Augusta, widow of Frederick, Prince of Wales, and mother of George the Third, died at Carlton House, February 8, 1772. This piece was spoken and sung in Mrs. Teresa Cornelys’s Great Room in Soho Square, on the Thursday following (the 20th), being sold at the door as a small quarto pamphlet, printed by William Woodfall. The author’s name was not given; but it was prefaced by this ‘advertisement,’ etc.:—

‘The following may more properly be termed a compilation than a poem. It was prepared for the composer in little more than two days: and may be considered therefore rather as an industrious effort of gratitude than of genius. In justice to the composer it may likewise be right to inform the public, that the music was adapted in a period of time equally short.

SPEAKERS.
Mr. Lee and Mrs. Bellamy.
SINGERS.

Mr. Champnes, Mr. Dine, and Miss Jameson; with twelve chorus singers. The music prepared and adapted by Signor Vento.

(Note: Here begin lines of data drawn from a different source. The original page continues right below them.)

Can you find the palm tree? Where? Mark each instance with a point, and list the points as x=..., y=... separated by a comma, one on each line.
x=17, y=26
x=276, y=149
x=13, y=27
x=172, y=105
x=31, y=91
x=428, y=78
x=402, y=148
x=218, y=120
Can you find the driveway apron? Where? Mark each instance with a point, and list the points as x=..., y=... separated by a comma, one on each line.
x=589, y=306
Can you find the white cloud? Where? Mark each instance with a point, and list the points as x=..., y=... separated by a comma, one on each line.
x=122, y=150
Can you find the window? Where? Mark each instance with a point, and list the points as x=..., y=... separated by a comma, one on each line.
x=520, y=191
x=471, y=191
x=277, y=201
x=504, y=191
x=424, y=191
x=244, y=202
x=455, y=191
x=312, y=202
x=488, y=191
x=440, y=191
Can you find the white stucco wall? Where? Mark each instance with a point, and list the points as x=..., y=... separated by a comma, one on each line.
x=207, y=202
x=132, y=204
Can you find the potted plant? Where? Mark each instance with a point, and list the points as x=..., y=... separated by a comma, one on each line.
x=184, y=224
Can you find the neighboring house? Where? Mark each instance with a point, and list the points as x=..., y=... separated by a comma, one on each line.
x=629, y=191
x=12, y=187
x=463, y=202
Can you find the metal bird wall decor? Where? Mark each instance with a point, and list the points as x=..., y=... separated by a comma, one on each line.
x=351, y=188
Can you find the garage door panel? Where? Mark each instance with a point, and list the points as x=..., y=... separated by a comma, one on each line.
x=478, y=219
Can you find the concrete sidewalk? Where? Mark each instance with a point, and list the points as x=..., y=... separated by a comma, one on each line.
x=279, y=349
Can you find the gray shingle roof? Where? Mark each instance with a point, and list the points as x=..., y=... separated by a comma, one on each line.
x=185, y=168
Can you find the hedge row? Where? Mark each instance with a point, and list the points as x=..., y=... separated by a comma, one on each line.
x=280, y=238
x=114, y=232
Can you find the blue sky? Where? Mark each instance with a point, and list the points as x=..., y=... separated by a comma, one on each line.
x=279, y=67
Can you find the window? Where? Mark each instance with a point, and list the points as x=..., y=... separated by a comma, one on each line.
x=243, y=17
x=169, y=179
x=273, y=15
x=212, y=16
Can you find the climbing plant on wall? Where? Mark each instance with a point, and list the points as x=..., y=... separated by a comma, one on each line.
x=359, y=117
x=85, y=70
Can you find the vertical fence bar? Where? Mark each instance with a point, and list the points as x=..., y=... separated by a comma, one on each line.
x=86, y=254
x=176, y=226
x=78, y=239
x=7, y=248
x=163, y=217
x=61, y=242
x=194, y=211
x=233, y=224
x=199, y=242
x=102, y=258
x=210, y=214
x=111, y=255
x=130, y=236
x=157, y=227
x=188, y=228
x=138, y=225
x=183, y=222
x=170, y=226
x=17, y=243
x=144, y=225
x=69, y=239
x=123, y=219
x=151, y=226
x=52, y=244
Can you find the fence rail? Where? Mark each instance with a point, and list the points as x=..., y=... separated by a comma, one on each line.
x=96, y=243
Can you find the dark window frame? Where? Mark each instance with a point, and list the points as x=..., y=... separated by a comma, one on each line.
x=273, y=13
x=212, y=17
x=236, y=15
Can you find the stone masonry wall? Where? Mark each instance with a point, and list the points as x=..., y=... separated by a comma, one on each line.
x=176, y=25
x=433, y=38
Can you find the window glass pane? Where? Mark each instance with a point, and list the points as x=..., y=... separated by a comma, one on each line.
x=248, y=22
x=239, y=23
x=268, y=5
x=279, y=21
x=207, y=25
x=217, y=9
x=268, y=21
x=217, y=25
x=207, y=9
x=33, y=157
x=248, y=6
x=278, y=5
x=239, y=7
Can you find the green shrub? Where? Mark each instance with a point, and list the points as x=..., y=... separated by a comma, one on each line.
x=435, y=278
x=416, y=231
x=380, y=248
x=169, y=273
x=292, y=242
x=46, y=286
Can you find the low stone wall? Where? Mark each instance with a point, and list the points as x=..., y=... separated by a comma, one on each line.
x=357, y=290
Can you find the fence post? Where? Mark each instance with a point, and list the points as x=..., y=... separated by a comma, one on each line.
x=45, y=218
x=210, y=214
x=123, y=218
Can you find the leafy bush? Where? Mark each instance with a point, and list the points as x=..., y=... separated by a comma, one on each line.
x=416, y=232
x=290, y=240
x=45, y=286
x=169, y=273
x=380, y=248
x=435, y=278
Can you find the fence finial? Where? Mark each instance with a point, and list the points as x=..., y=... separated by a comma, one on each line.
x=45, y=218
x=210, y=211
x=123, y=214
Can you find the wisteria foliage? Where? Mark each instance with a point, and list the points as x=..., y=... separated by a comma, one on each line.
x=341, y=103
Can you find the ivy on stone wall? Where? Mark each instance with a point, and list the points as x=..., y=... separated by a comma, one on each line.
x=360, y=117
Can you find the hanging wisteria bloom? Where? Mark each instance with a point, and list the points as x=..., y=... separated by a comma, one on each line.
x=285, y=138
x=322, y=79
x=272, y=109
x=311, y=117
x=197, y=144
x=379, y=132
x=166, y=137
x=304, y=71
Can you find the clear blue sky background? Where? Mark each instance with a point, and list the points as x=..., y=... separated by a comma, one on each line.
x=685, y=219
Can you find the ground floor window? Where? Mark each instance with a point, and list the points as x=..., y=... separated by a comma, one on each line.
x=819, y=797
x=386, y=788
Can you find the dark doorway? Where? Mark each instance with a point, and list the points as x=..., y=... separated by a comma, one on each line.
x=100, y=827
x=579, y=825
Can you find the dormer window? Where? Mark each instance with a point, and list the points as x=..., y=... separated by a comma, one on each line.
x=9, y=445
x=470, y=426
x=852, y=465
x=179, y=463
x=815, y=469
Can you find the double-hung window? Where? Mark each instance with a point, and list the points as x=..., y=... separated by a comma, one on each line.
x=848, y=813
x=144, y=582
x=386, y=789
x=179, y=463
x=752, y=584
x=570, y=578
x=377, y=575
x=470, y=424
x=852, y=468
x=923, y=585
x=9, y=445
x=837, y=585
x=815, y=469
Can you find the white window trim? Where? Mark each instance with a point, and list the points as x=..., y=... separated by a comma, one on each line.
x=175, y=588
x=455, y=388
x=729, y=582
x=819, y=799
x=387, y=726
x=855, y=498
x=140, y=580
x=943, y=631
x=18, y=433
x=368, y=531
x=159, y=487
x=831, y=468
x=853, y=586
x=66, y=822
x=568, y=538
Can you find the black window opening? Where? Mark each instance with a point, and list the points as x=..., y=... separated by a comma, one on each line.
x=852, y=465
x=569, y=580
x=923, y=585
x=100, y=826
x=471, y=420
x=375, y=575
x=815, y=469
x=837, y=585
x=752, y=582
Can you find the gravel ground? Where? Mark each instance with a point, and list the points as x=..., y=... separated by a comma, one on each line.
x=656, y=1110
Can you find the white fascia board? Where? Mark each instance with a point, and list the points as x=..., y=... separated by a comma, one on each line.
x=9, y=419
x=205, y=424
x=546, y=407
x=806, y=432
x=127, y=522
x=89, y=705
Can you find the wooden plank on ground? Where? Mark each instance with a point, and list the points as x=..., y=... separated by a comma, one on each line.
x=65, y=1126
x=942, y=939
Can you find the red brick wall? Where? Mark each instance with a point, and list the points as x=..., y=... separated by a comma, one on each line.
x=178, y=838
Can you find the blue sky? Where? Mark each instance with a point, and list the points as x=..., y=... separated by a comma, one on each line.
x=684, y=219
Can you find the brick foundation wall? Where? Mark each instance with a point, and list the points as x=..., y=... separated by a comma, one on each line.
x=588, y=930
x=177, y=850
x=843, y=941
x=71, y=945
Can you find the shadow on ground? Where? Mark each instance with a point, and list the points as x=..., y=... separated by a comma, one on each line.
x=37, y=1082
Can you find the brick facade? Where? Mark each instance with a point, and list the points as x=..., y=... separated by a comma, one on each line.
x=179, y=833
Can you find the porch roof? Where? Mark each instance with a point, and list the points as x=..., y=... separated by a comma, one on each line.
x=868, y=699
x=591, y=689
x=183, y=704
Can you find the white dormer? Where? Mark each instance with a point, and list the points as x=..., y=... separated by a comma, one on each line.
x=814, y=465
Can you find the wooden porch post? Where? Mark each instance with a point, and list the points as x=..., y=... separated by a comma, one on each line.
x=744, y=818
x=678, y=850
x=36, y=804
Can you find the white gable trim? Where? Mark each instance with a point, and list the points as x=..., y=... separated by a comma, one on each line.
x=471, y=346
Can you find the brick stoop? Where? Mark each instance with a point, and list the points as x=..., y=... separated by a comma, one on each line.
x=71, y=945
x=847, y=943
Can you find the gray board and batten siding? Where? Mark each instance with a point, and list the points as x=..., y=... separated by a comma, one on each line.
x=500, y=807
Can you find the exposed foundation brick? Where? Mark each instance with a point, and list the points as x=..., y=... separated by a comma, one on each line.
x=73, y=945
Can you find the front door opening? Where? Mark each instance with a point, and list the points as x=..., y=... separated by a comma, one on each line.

It is—as Cunningham calls it—a ‘hurried and unworthy off-spring of the muse of Goldsmith.’

(Part I).
[Celestial-like her bounty fell.] The Princess’s benefactions are not exaggerated. ‘She had paid off the whole of her husband’s debts, and she had given munificent sums in charity. More than 10,000 pounds a year were given away by her in pensions to individuals whom she judged deserving, very few of whom were aware, until her death, whence the bounty came. The whole of her income she spent in England, and very little on herself’ (Augusta: Princess of Wales, by W. H. Wilkins, Nineteenth Century, October, 1903, p. 675).

[There faith shall come.] This, and the three lines that follow, are borrowed from Collins’s Ode written in the beginning of the year 1746.